# My other new baby



## englishrose943 (Feb 7, 2008)

View attachment 7427

Just had to show you all my other new addition to the family. Her name is Lilly and i collect her on 3rd August. She is 10 weeks old and KC registered. We have got to drive down to Portsmouth for her which will take us 4 hours but she is definately worth it.


----------



## TiffanyLouise (Jul 23, 2008)

Aww she's so sweet!
4 hrs? what are you driving? a tractor?  lol


----------



## englishrose943 (Feb 7, 2008)

TiffanyLouise said:


> Aww she's so sweet!
> 4 hrs? what are you driving? a tractor?  lol


Thats what it says on mapquest


----------



## TiffanyLouise (Jul 23, 2008)

englishrose943 said:


> Thats what it says on mapquest


Ah yes but thats taking speed limits into account, its only an estimate
Put ya foot down, you'll do it in 3!


----------



## englishrose943 (Feb 7, 2008)

TiffanyLouise said:


> Ah yes but thats taking speed limits into account, its only an estimate
> Put ya foot down, you'll do it in 3!


Cheers for that hun


----------



## Guest (Jul 26, 2008)

hehe shes beautifull englishrose...i bet u cant wait to get ya hands on her, and i can honestly see why


----------



## englishrose943 (Feb 7, 2008)

Eolabeo said:


> hehe shes beautifull englishrose...i bet u cant wait to get ya hands on her, and i can honestly see why


Shes a diamond aint she. Well fit in with the others


----------



## griffpan (Feb 2, 2008)

She's gorgeous what a cute little face, she looks like a little angel


----------



## englishrose943 (Feb 7, 2008)

griffpan said:


> She's gorgeous what a cute little face, she looks like a little angel


She does dosent she? Bet shes not when we bring her home lol


----------



## thedog (Jan 4, 2008)

Oh she's so cute!!! Oh its gonna be fun in your house he he. I've had this week off with Harlie and Bailey might be glad to go back though lol even greyer than i was with the 2 of themxx


----------



## Guest (Jul 27, 2008)

ahhh shes gorgeous bet you cant wait


----------



## englishrose943 (Feb 7, 2008)

thedog said:


> Oh she's so cute!!! Oh its gonna be fun in your house he he. I've had this week off with Harlie and Bailey might be glad to go back though lol even greyer than i was with the 2 of themxx


PMSL you wouldnt have it anyother way.

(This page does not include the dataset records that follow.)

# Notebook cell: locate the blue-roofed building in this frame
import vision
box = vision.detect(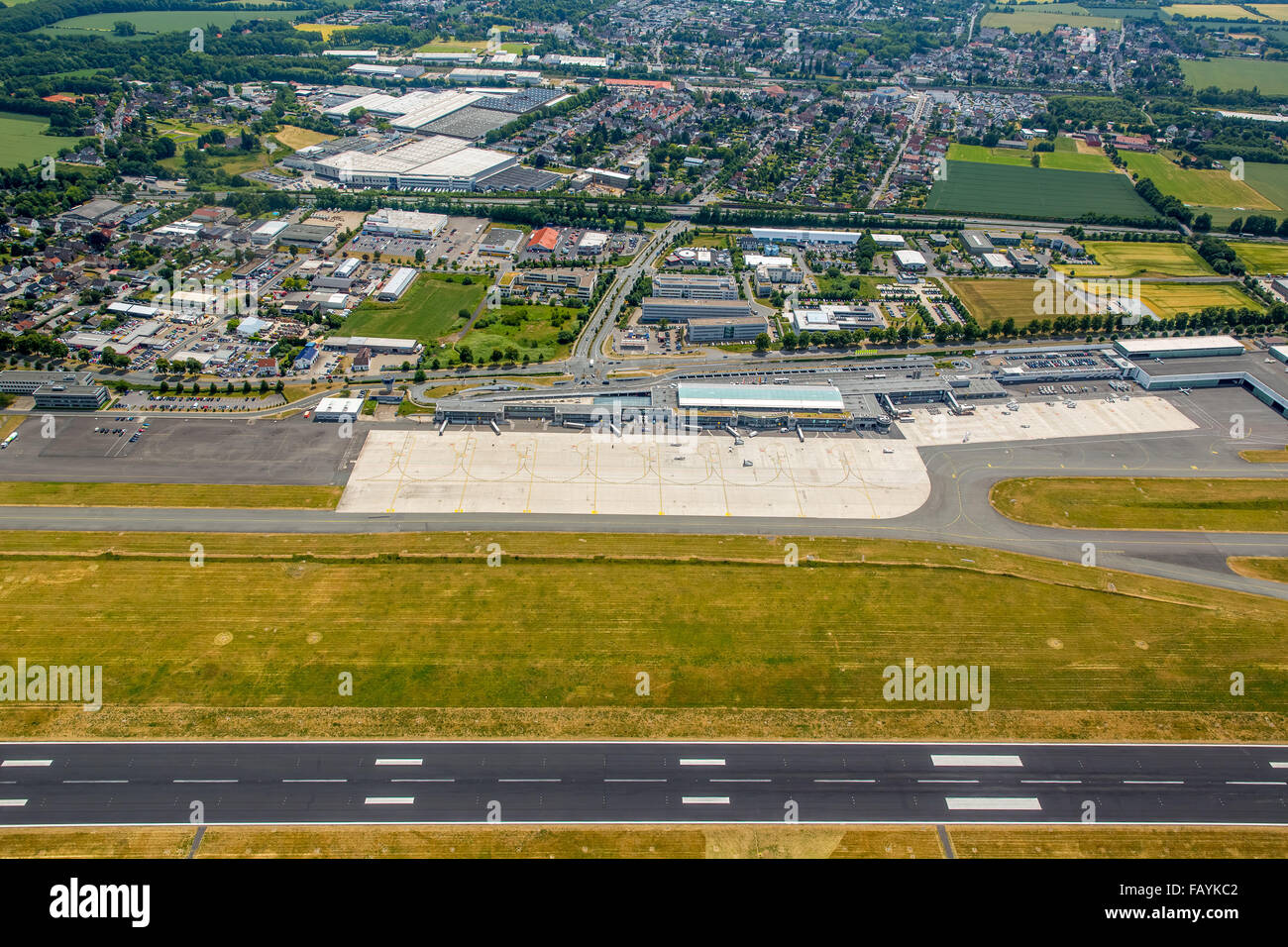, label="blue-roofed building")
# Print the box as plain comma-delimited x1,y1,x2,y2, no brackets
291,342,318,371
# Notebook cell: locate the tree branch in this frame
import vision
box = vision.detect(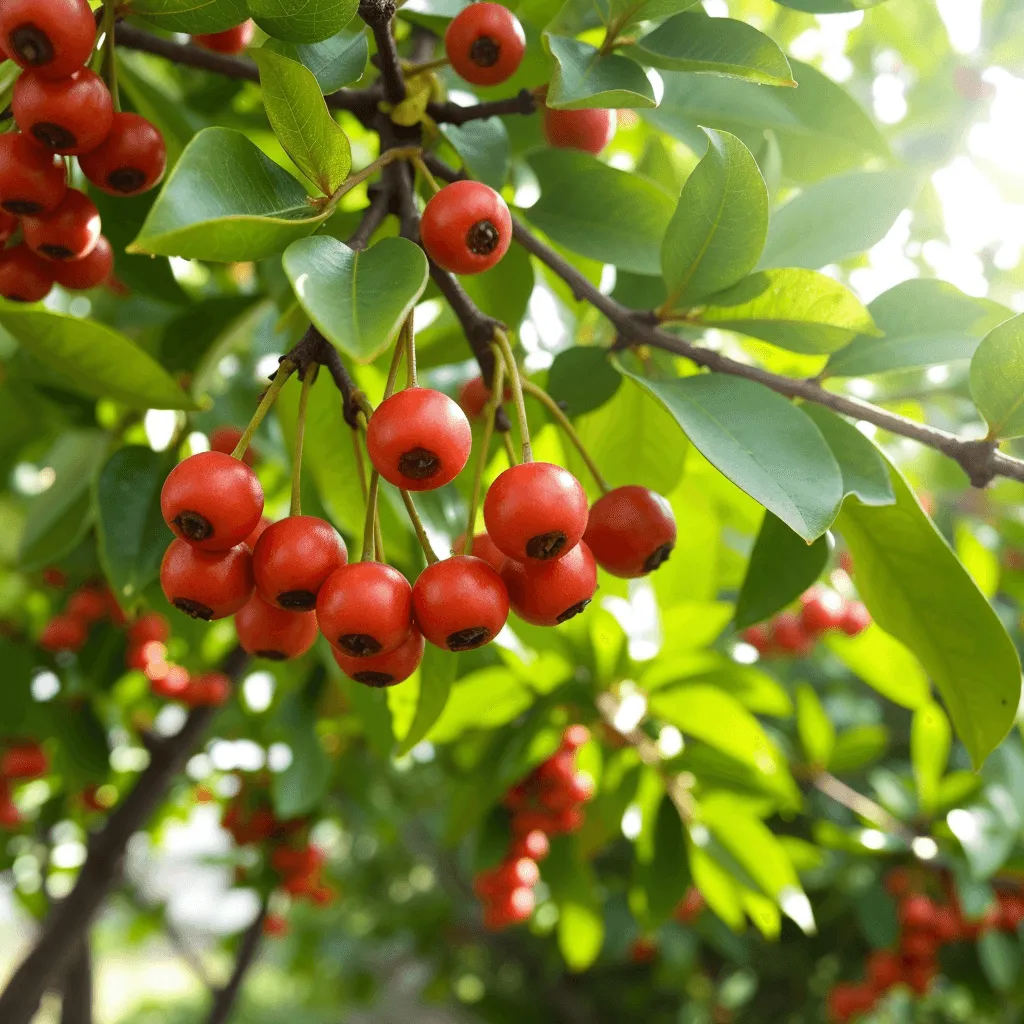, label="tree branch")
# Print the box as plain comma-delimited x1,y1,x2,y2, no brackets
0,647,249,1024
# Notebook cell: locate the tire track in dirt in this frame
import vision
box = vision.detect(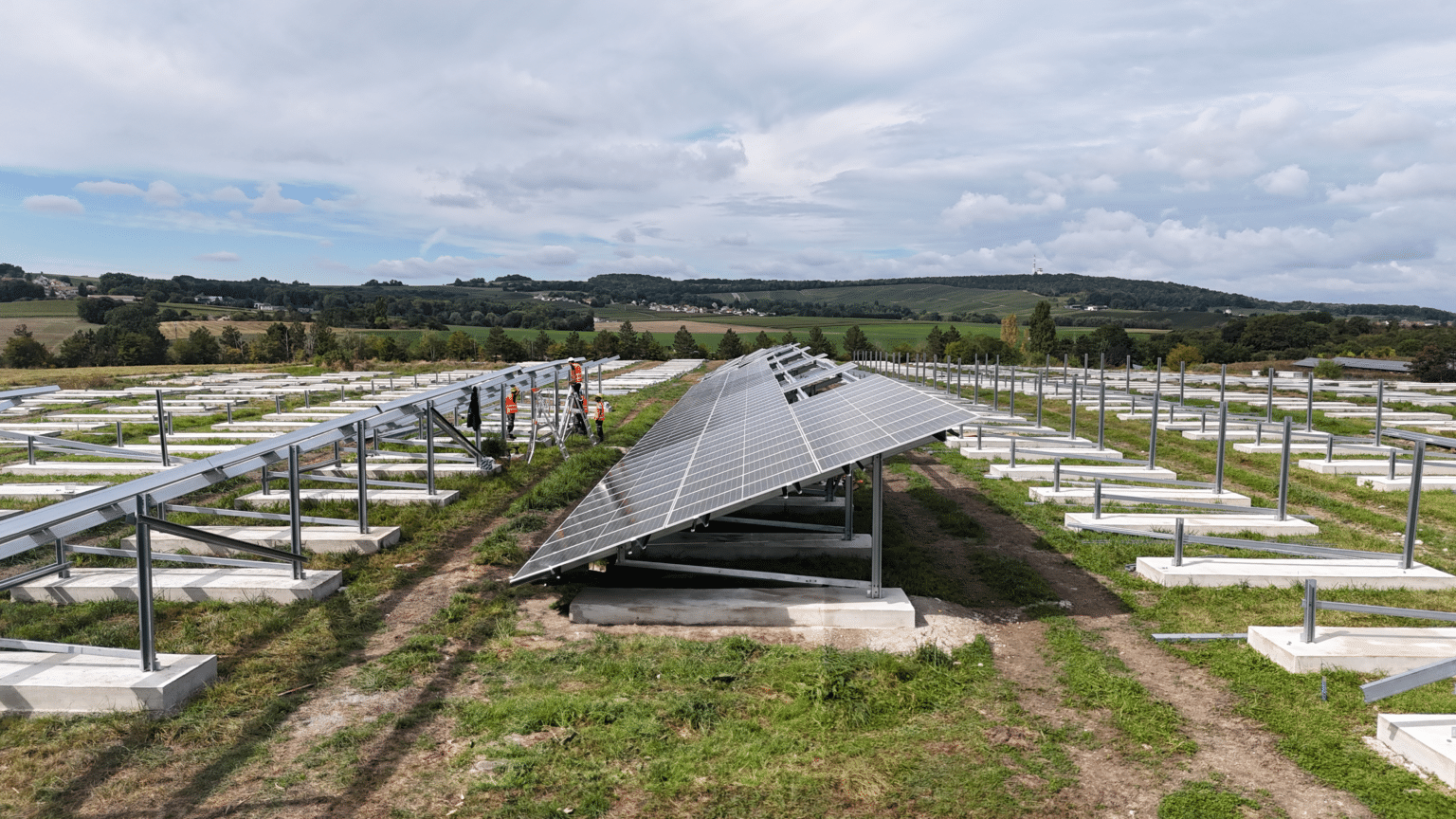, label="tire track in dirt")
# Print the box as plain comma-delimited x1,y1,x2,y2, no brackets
910,453,1372,819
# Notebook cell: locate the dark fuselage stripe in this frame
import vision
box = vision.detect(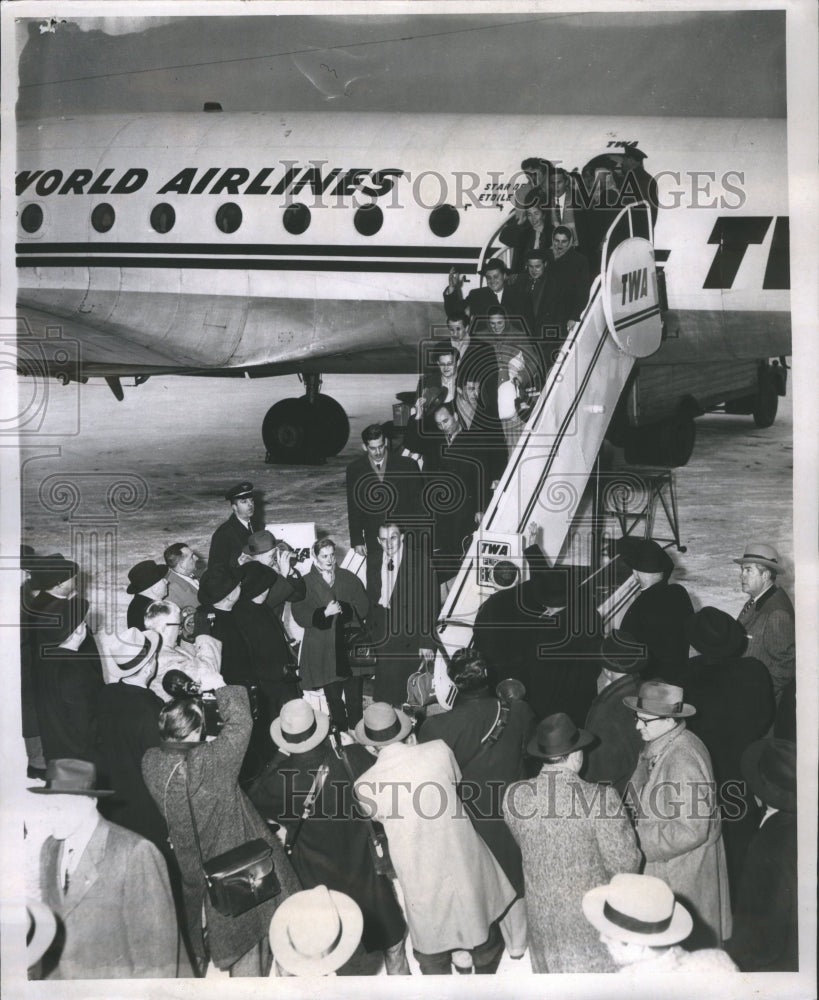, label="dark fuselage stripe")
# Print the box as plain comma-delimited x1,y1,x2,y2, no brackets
17,256,478,274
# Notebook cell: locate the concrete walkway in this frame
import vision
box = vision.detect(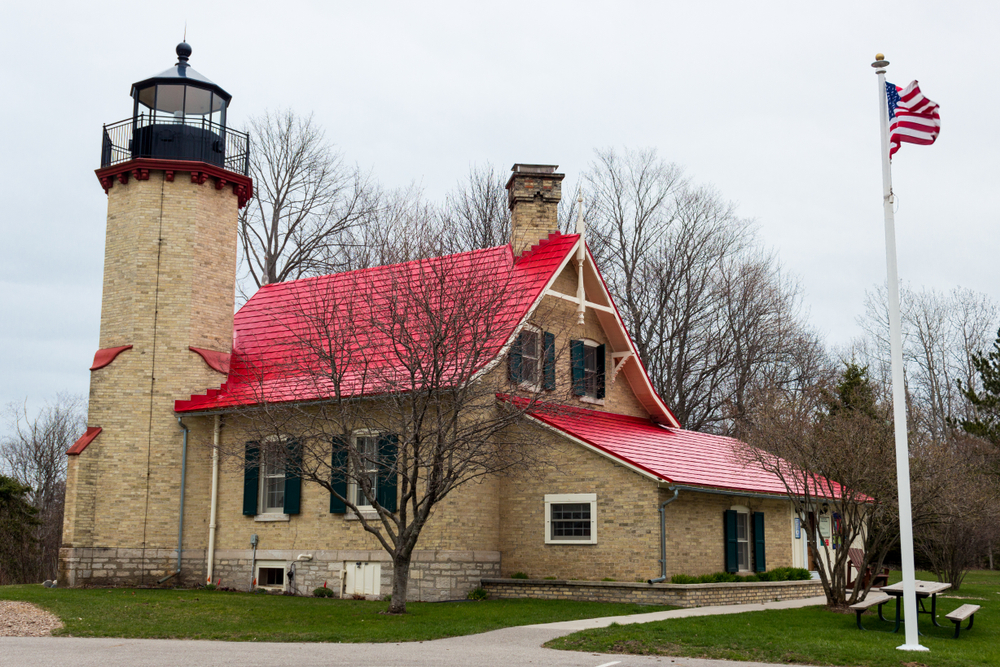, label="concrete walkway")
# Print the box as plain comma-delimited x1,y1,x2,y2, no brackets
526,595,826,634
0,598,826,667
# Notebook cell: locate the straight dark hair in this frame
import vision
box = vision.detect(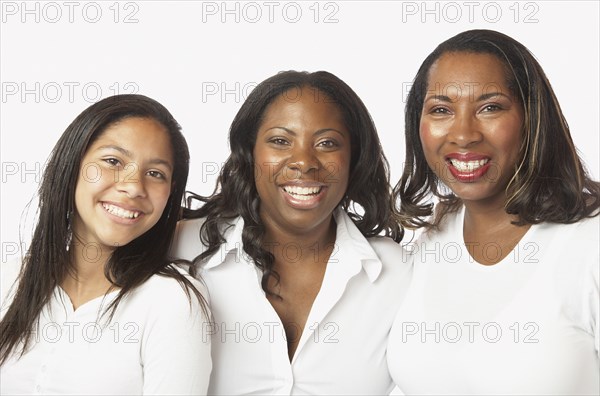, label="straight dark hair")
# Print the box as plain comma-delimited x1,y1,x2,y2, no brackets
184,71,402,295
394,30,600,229
0,95,207,364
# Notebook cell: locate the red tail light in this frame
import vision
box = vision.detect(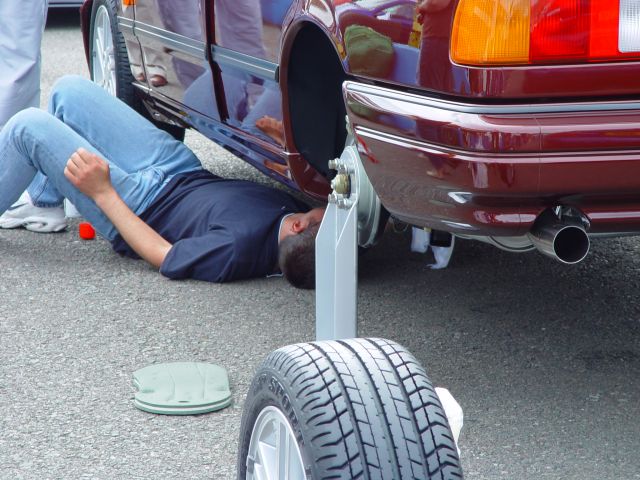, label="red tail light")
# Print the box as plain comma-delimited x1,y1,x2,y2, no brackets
451,0,640,65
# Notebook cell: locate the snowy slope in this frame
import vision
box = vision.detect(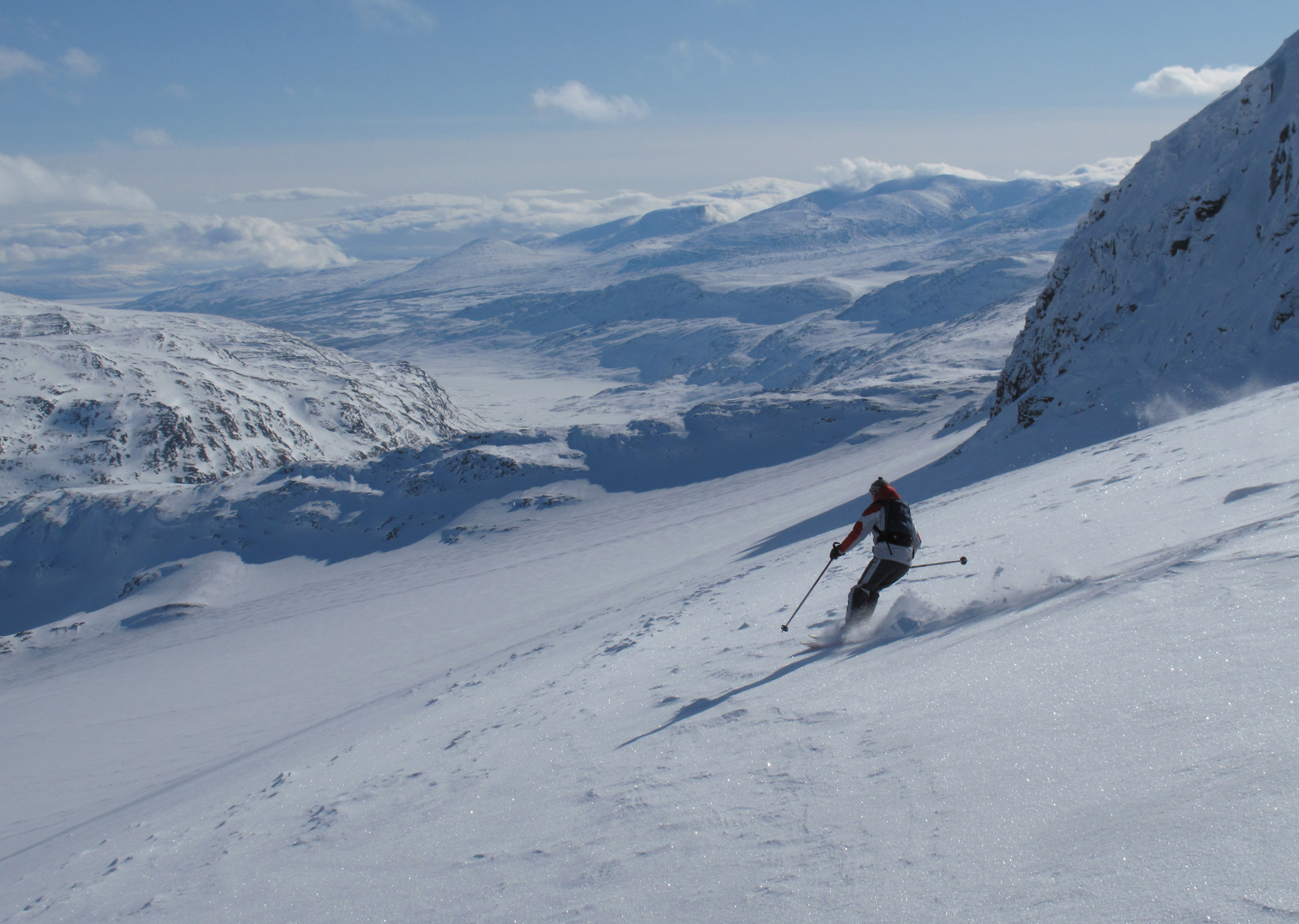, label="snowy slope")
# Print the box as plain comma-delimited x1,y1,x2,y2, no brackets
0,295,475,497
0,387,1299,924
985,35,1299,459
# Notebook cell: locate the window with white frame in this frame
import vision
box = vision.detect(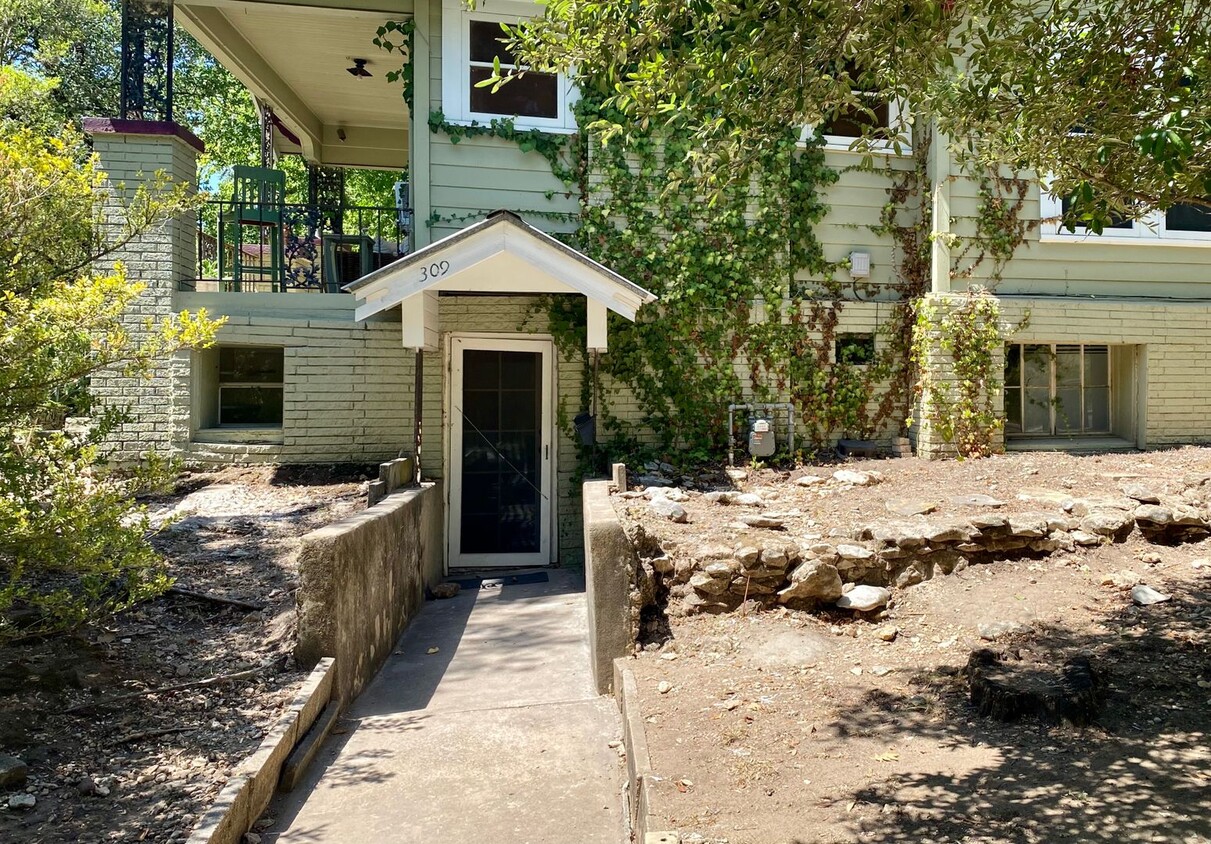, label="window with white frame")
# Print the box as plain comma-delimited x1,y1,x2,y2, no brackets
820,91,907,151
1005,343,1112,437
442,0,576,132
802,62,912,154
217,346,285,427
1039,184,1211,246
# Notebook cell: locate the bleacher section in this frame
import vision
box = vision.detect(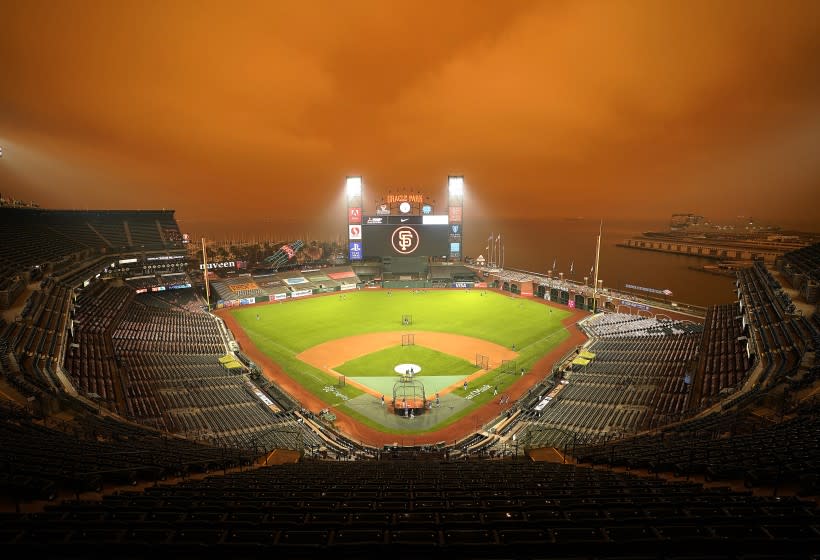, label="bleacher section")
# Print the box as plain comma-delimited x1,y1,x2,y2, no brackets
692,303,751,407
576,401,820,495
211,266,361,306
0,207,182,308
518,334,700,447
583,313,703,338
738,263,814,384
2,460,820,560
0,401,252,500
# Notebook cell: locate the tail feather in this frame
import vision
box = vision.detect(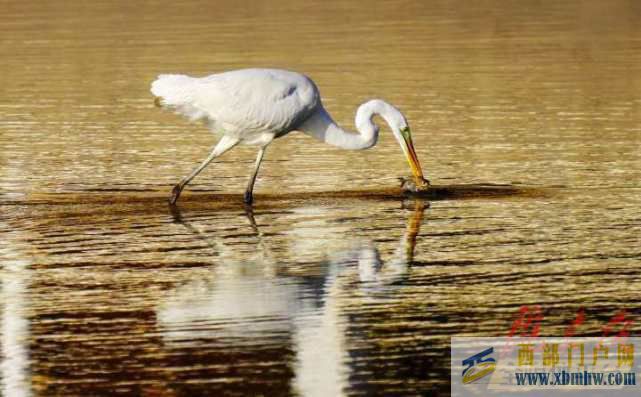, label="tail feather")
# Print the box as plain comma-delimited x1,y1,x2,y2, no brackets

So i take it 2 is enough then lol


----------



## englishrose943 (Feb 7, 2008)

clare7577 said:


> ahhh shes gorgeous bet you cant wait


I carnt wait, no more after her


----------



## thedog (Jan 4, 2008)

englishrose943 said:


> PMSL you wouldnt have it anyother way. So i take it 2 is enough then lol


No 2 isn't enough at all (but don't tell Ali that lol!!!) I'm just hoping this over excitment may one day pass. Yet again as i type they are chasing each other round the couch and i must say little Harlie ain't got a little voice!!!xx


----------



## englishrose943 (Feb 7, 2008)

thedog said:


> No 2 isn't enough at all (but don't tell Ali that lol!!!) I'm just hoping this over excitment may one day pass. Yet again as i type they are chasing each other round the couch and i must say little Harlie ain't got a little voice!!!xx


Awwwwwwww bless em.


----------



## sskmick (Feb 4, 2008)

Such a sweetie, butter wouldnt melt, but I have.

Sue


----------



## englishrose943 (Feb 7, 2008)

sskmick said:


> Such a sweetie, butter wouldnt melt, but I have.
> 
> Sue


Thanx Sue, I cannot wait 7 more sleeps. lol


----------



## noushka05 (Mar 28, 2008)

shes very cute! you must be so excited


----------



## englishrose943 (Feb 7, 2008)

noushka05 said:


> shes very cute! you must be so excited


Oh you wont believe how excited iam.


----------



## englishrose943 (Feb 7, 2008)

Only 3 more sleeps till i get her now.Whhhhhhhhhhhooooooooohhhhhhhhhhh


----------



## happysaz133 (Jun 5, 2008)

What a cutie


----------